The Medicare Access and CHIP Reauthorization Act (MACRA) of 2015 makes sweeping changes to how Medicare will pay for physician services. The legislation repeals the flawed Medicare physician sustainable growth rate (SGR) formula and, instead, provides predictable payment increases. The law also calls for the Centers for Medicare & Medicaid Services (CMS) to implement a new two-track payment system for physicians and other eligible professionals. The intent of the two tracks is to tie an increased percentage of physician payments to outcomes through the Merit-based Incentive Payment System and to encourage the adoption of “alternative payment models” (APMs). APMs move payment away from fee-for-service reimbursement, and instead pay providers based on the quality and cost of care for particular episodes (e.g., bundled payment), or defined patient populations (e.g., accountable care organizations).

Implications for Hospitals and Health Systems.
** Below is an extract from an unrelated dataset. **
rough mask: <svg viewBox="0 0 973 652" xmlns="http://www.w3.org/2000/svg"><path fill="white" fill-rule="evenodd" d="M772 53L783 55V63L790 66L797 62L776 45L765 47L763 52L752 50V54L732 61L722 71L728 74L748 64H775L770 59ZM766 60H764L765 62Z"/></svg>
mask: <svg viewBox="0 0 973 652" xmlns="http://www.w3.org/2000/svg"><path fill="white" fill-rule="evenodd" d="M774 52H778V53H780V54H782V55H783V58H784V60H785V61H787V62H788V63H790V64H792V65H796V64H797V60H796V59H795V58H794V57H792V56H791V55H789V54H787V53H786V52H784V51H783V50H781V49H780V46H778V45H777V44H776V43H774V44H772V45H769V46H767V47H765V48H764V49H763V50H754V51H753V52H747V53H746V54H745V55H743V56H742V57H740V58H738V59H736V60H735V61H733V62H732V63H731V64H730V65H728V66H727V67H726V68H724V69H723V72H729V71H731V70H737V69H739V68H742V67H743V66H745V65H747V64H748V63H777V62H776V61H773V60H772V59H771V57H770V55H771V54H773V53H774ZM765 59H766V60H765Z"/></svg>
How CMS implements the changes contained MACRA will have a significant impact, not only on physicians, but also on the hospitals and health systems with whom they partner. Hospitals that employ physicians directly will help defray the cost from implementation of and ongoing compliance with the new physician performance reporting requirements, as well as be at risk for any payment adjustments. Moreover, hospitals may be called upon to participate in APMs so that the physicians with whom they partner can qualify for the APM track.